The humiliation of the Emperor at Canossa was the most brilliant victory that the papacy ever won over the temporal power; but it was merely an incident in a long struggle, Henry’s German enemies were displeased that the Pope had removed the excommunication, and persisted in electing a new king. Civil war followed; and as Henry continued to grant lay investiture, the Pope renewed his excommunication.

A strong party now rallied to Henry’s support, and he caused an assembly of German and Italian bishops to declare Gregory deposed and set up an anti-pope. In 1081 Henry mastered his German enemies sufficiently to come to Italy with an army. After three years’ campaigning all of Rome, except the strong fortress of St. Angelo, was in his hands.

The dauntless Gregory meanwhile had sent for aid to the Normans of southern Italy. Upon their approach, Henry hastily quitted Rome, which was taken and sacked by Gregory and the Normans. When they retired, the Pope, who dared not remain behind, accompanied them. In May 1085, Gregory VII died at Salerno in southern Italy. In his last hours he said, “I have loved justice, and hated iniquity; therefore I die in exile.” He had done much to clear the Church of the scandals which clung to it, and he had raised the papal power to a higher pitch than ever before. But he had embroiled the papacy not only with the empire, but also with most of the kings of Europe. Had his ideas triumphed, Europe would have been left practically under the sovereignty of the papacy, distant and disassociated from royal families or national feeling—a single monarchical rule supported by all the terrors of religious authority.

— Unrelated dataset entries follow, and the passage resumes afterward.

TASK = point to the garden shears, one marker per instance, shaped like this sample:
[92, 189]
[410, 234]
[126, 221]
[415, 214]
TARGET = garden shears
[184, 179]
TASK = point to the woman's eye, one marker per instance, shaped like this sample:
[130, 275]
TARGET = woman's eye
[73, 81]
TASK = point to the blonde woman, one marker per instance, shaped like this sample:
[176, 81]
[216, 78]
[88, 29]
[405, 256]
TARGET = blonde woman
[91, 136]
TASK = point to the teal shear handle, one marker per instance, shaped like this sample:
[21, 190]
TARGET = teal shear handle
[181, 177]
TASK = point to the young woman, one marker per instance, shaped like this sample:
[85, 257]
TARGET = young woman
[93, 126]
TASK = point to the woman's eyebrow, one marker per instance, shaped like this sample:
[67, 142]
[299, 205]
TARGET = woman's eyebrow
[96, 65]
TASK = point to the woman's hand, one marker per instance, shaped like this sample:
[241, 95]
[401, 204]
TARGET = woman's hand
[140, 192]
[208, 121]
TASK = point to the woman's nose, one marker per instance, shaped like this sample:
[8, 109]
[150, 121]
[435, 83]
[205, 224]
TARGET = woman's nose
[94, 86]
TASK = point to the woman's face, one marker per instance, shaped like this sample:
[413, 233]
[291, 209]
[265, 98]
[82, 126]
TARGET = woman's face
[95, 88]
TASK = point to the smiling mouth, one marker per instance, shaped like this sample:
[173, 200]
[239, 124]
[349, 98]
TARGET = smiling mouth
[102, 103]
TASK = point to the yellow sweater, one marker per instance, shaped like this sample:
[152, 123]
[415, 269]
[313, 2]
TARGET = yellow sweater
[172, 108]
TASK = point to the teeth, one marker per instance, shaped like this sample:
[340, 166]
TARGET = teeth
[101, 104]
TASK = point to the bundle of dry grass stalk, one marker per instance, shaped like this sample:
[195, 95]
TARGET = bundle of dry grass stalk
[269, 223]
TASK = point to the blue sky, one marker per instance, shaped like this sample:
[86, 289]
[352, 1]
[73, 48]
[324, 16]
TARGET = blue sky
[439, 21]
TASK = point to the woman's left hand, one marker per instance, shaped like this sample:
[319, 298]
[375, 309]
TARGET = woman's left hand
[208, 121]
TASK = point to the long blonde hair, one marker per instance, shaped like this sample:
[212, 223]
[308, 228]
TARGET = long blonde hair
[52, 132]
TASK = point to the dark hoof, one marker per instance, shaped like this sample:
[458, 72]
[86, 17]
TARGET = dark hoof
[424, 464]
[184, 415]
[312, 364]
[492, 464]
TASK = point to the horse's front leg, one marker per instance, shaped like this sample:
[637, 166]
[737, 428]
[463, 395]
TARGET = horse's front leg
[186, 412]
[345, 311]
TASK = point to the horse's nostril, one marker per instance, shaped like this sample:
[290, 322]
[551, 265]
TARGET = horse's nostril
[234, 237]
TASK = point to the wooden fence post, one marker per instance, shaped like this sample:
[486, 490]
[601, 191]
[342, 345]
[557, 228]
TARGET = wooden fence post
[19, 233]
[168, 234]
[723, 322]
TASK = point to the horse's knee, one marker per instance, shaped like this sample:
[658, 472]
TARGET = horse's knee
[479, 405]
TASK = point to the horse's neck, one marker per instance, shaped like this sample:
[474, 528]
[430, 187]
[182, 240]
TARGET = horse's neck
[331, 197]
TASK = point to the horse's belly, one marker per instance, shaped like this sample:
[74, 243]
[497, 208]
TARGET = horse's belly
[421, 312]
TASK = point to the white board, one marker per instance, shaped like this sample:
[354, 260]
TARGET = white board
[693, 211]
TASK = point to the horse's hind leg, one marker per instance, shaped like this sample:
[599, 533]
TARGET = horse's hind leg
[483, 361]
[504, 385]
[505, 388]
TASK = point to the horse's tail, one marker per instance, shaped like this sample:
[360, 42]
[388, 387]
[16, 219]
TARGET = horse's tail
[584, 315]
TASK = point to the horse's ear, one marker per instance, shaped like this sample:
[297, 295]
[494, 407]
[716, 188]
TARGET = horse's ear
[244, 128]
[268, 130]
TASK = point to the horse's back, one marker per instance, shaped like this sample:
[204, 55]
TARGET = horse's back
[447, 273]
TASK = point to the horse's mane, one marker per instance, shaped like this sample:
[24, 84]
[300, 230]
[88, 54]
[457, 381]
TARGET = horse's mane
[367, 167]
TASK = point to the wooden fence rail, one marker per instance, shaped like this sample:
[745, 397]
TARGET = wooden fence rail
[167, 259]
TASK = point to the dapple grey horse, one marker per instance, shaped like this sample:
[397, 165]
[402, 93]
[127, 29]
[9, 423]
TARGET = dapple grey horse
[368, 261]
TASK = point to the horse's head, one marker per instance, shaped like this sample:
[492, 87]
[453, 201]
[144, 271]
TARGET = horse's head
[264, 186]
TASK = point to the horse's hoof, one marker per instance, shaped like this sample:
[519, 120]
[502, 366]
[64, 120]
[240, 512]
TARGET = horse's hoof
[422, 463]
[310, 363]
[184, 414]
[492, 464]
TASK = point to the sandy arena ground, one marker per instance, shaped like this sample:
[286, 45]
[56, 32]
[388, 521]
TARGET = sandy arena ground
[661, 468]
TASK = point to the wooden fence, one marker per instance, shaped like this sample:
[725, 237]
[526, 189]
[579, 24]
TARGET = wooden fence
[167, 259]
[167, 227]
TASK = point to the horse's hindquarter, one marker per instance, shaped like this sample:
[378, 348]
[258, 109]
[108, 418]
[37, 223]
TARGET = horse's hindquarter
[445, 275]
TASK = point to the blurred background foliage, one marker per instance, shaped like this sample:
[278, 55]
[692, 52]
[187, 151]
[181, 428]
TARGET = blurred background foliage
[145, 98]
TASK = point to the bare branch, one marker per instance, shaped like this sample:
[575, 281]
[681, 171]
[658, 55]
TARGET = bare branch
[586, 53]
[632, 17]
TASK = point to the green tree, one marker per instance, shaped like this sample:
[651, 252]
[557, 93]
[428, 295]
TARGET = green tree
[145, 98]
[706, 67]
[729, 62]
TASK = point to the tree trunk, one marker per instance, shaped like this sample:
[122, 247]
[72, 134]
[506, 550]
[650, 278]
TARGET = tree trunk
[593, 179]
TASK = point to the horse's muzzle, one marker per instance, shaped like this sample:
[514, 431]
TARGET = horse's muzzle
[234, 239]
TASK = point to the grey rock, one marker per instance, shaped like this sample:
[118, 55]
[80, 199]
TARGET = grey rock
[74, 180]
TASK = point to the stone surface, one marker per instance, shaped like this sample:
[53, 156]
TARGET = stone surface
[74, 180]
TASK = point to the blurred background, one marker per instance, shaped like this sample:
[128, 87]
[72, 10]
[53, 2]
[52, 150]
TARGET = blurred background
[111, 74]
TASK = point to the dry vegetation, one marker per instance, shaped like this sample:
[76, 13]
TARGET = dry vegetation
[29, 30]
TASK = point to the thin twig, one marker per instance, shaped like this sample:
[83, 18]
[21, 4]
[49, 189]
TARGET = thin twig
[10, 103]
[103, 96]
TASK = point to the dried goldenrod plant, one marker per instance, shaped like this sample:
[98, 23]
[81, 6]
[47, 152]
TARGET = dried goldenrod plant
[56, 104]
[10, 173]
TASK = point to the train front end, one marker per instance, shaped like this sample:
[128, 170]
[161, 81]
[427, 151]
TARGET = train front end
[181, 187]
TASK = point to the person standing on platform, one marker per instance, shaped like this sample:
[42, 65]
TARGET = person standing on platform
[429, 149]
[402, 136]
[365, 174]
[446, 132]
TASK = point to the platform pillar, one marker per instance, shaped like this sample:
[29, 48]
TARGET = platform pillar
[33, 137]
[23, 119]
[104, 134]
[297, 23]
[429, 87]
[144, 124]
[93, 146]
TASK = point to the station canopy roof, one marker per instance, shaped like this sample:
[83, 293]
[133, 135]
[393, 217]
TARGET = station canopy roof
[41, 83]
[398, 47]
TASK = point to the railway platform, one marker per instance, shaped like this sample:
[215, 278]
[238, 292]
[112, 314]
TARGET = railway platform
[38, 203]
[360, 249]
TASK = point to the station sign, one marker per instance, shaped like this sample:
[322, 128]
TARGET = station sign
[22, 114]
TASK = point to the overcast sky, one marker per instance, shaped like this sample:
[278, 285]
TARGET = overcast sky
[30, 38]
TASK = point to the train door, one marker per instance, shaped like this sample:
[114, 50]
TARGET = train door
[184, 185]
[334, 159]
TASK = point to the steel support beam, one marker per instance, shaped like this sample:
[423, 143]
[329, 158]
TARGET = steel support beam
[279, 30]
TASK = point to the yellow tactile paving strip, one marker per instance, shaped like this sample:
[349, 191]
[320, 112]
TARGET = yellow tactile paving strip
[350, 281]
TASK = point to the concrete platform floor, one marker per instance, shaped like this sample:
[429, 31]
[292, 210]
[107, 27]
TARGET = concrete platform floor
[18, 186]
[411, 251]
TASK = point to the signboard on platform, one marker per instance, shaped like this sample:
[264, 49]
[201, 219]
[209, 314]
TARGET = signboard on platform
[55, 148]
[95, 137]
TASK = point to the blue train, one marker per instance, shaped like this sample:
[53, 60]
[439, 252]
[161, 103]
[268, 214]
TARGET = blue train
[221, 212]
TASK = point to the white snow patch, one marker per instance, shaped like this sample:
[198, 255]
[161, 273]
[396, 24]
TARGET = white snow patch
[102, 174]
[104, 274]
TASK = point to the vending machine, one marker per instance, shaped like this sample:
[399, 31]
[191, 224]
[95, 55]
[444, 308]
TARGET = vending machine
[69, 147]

The death of Gregory VII was far from ending the Investiture Controversy. With varying success the popes after Gregory continued the struggle, until Henry’s death in 1106. The latter’s undutiful son, Henry V, had rebelled against his father on the side of papal policy—forcing him to give up the throne and then imprisoning him—but when once seated upon the throne he proved as staunch an upholder of the imperial claims as his father.

A compromise was finally arranged in 1122, in what is called (from the German city where it was concluded) the Concordat of Worms. By its terms: 1. The Emperor gave up “all investiture by the ring

and the staff,” and promised that there should be “freedom of election and of consecration.”

2. In return, the Pope granted that the election of bishops and abbots should take place in the presence of the Emperor or of his representative, so that objection might be made to persons unsatisfactory to him.

3. It was also agreed that the person so elected should receive from the Emperor, by being touched with his scepter, “the property and the immunities of his office,” and should duly fulfill the obligations, such as homage. In this settlement the papacy gained the

abolition of lay investiture, and so secured greater freedom for the Church. Some solid advantages, however, remained to the empire, and the compromise was one which Pope Gregory VII would have been loath to approve. It gave, indeed, only a breathing spell in the struggle between the world-church and the world-state. The two institutions were mutually exclusive, and new occasions for controversy were not slow to arise. In the world-empire of Charlemagne or Otto I there was no room for an independent church. In the world-papacy of Hildebrand there was no room for an independent empire or kingdom. The conflict had to continue until the power of one or of the other was destroyed.